Bisher 262 Zugriffe mit 5 Antworten! Liegt´s vielleicht an der Urlaubszeit? Für mein Gefühl war es doch recht ruhig hier in den letzten Wochen. 

Wenn das mit den contests nichts wird... wie wäre es denn einen Showroom einzurichten, in dem die user ihre Arbeiten zeigen und beschreiben. Die Arbeiten könnten hier ´ne Zeit stehen bleiben (vlt. 4 Wochen) und per click von anderen usern bewertet werden. Die besten (interressantesten) landen dann auf der Seite "Galerie" und der Showroom wäre wieder frei. Wer es nicht in die Galerie geschaft hat, muß an seiner Arbeit noch feilen.  Sowas könnte man auch nach 2D/3D/Coder filtern. Das ist nur mal so eine spontane Idee. Ich war gerade in der Galerie bei "creativecrash" um mich ein wenig inspirieren zu lassen. Das ist immer wieder spannend und man erfährt welches Potential sich hinter einem Usernamen verbirgt..

Gruß pixelator


----------



## sheel (2. September 2013)

Öhm, haben wir sowas nicht?
http://www.tutorials.de/showroom/
Nur ist der aufgrund der wenigen Nutzung mit der Zeit irgendwie in der Versenkung verschwunden...
war mal viel präsenter (und grafisch angepasst auch...aber wenns keinen menr interessiert...)

*Ist nach Themen getrennt
*Konnte? mal bewertet werden
*Hat eine Kategorie für besonders gute Werke.
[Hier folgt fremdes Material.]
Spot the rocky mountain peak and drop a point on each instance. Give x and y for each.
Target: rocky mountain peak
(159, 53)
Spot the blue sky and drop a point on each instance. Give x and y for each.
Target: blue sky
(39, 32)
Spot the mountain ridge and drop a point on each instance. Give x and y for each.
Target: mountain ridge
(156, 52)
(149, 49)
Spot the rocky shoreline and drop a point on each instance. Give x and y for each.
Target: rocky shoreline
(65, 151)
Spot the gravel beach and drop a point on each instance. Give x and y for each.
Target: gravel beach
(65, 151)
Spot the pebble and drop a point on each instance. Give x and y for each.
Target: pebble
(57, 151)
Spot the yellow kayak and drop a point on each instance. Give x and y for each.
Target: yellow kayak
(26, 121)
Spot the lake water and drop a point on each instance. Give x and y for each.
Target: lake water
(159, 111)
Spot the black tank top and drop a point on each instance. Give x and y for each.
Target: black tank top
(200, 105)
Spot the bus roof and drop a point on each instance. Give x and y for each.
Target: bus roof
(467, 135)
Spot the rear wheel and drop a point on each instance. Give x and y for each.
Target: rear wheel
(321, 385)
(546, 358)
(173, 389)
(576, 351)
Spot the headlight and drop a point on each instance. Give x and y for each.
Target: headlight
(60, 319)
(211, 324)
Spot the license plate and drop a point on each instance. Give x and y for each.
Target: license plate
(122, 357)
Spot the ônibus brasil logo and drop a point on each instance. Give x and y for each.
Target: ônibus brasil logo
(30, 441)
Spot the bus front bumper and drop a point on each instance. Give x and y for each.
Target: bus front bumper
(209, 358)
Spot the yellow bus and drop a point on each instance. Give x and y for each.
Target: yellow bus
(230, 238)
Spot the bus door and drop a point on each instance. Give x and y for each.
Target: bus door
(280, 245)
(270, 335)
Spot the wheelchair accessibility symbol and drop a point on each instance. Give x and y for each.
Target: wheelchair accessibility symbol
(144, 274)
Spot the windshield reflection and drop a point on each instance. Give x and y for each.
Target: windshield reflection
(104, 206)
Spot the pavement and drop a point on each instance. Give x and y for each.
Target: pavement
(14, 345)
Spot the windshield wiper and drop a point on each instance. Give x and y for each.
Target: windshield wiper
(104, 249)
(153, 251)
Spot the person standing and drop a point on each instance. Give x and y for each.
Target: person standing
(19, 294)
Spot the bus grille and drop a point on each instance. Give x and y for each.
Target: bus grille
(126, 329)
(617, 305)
(Was sollen Coder mit sowas? Für uns brauchts dort keine Kategorie.)


----------



## DexXxtrin (3. September 2013)

Also das mit dem Showroom find ich auch etwas schade. Als ich diesen wiedermal durchstöbern wollte, musste ich mich zuerst nochmals versichern, dass ich richtig bin. Hat mir definitiv besser gefallen vorher 

Denke der Hauptgedanke beim Contest ist, dass alle die gleiche Aufgabe bewältigen und man dann sieht, wie verschieden man diese Angehen kann...


----------



## Martin Schaefer (3. September 2013)

Am aktuellen Aussehen des Showrooms bin gewissermaßen ich schuld.
Er wurde seit längerer Zeit praktisch nicht mehr genutzt und die Pflege des stark angepassten Designs war bei jedem Software-Update unserer Forensoftware eine stundenlange Aktion für mich.


----------



## smileyml (3. September 2013)

Die Umfrage ist jetzt fast eine Woche alt.
Angesichts der mageren Beteiligung sieht es wohl schlecht aus mit der Wiederbelebung?!


----------



## DexXxtrin (3. September 2013)

Frage: Ist es einen grossen Aufwand, einen Contest zu starten?
Sonst könnte man ja einen beginnen und schauen wie gross die Beteiligung ist...?!


----------



## smileyml (4. September 2013)

Thema und Regelwerk sollten überlegt werden, wie damit auch Zeitrahmen (4-6 Wochen je nach erwartetem Aufwand).
Und ein von Beginn an aussichtloser Wettkampf, ist vergebene Mühe auf allen Seiten.
Bei gleich bleibendem Ergebnis der Umfrage inkl. der mageren Beteiligung, starte ich persönlich keinen Contest. Zu dem könnten das auch User von sich aus initieren. Einen Artikel kann man vorbereiten und alles andere auch. Wir sind hier ja nicht in der Schule und jeder darf mitgestalten.

Grüße Marco

PS: Wenn jemand alles vorbereitet, sehe ich kein Problem es entsprechend zu veröffentlichen –*Thema, Regeln, Laufzeit, Teaserartikel inkl. Teaserbild. Einfach alles in die Tutorial-Inbox und los geht es.


----------



## FArtz (27. August 2014)

Es wäre auch interressant wenn Intros noch erlaubt wären


----------



## alxy (27. August 2014)

Der Thread ist nen Jahr alt. Auch wenn ich bei Coding-Challenges immer weider gerne dabei wäre


----------



## FArtz (27. August 2014)

Oh ganz übersehen


----------



## sight011 (23. September 2014)

Gibt es hier mal wieder was?

Vielleicht was zum Thema "Mobile" oder "Wearables"?


----------



## StormChaser (24. Oktober 2019)

Ich finde ja, dass sich sowas hervorragend eignet.
Leider verstehe ich die Aufgabe nicht richtig, denn statt des "B" als ersten Buchstaben erhalte ich "R", und zwar durch:
Eingabe: W
 nach Walze #1 => U
 nach Walze #2 => P
 nach Walze #3 => H
 nach Walze #4 => D
 nach Walze #3 => F
 nach Walze #2 => I
 nach Walze #1 => R


----------



## Yaslaw (25. Oktober 2019)

@StormChaser 
Was du erhältst und ob du die Frage verstanden hast, passt besser in den anderen Thread.
Das du das Thema als Wettbewerb vorschlägst, dass ist hier richtig.


----------



## StormChaser (25. Oktober 2019)

Yaslaw hat gesagt.:


> @StormChaser
> Was du erhältst und ob du die Frage verstanden hast, passt besser in den anderen Thread.
> Das du das Thema als Wettbewerb vorschlägst, dass ist hier richtig.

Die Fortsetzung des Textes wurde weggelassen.